Chamomile can be used as a facial steam infusion (add 2 tablespoons of chamomile flowers into 1 liter of hot water and keep your face over it, covering your head with a towel, so the steam can’t escape).
Alternatively, you can use cold chamomile infusion to soak the hands to soften and whiten the skin (1 cup of flowers boiled in 1 liter of water).
You can use chamomile tea bags as an eye compress to reduce inflammation and dark circles around the eyes. This will work even better if you use drained leaves instead of teabags.
To make a hair wash, boil 2 cups of flowers in 2 liters of water for 20 minutes. Strain and use the infusion to rinse your hair after washing. It will lighten fair hair and will also condition it.
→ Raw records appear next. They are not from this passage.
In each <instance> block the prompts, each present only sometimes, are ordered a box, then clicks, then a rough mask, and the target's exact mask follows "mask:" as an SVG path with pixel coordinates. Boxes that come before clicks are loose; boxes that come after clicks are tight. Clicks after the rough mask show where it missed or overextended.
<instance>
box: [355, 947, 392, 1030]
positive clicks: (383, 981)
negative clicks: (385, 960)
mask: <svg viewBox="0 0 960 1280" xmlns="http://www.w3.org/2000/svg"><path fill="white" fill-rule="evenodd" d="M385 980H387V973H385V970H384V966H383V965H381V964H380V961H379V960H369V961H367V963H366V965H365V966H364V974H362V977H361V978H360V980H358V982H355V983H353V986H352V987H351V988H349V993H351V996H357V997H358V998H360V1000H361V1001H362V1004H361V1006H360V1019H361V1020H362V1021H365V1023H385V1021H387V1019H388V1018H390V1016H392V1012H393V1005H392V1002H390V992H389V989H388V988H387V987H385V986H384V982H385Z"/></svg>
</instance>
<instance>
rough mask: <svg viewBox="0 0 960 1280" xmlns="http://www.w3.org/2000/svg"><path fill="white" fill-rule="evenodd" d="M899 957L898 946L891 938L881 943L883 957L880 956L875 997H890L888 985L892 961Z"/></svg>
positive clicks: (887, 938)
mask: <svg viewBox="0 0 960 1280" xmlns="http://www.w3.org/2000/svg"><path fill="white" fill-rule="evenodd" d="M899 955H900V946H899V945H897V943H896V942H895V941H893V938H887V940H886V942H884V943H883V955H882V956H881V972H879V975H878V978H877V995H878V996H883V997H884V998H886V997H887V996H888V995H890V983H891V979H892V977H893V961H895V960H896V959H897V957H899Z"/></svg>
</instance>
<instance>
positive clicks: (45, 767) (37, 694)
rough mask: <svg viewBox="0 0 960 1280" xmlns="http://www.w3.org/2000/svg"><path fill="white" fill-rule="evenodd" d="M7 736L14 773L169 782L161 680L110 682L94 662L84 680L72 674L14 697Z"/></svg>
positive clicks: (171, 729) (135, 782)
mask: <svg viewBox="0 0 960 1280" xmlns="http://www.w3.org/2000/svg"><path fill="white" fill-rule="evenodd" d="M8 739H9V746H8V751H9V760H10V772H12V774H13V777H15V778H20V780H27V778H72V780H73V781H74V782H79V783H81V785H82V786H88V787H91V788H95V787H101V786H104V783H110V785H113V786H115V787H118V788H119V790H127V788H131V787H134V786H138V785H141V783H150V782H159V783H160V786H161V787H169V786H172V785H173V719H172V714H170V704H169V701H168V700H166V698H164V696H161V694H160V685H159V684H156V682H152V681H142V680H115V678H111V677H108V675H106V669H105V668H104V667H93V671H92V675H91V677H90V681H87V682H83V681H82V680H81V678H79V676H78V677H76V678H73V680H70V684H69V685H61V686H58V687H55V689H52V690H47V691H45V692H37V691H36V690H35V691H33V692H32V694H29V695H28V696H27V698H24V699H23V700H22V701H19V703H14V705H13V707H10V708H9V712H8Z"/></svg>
Chamomile is good for all skin types and you can use chamomile tea to wash your face. It can soothe inflamed skin and you can also use it as a skin toner.
A strong chamomile infusion can be used as a compress to treat wounds, acne, psoriasis, and eczema. Make a strong infusion with 250 ml of chamomile in 600 ml boiling water. Let it stand for 20 minutes.
Another way to use chamomile is to make a strong infusion and pour it into the bathwater to relieve sunburn.
Chamomile tea can be used to make smoothies, jellies, and fruit drinks. Or you can serve it as an after-dinner drink to aid digestion.
Due to its powerful sedative effect, chamomile is a natural remedy for insomnia if taken at bedtime.
- Skin rashes
Make a strong infusion, cool it, and apply it topically to soothe skin rashes and mouth sores. You can also use chamomile essential oil to treat mouth sores, although it’s pricey.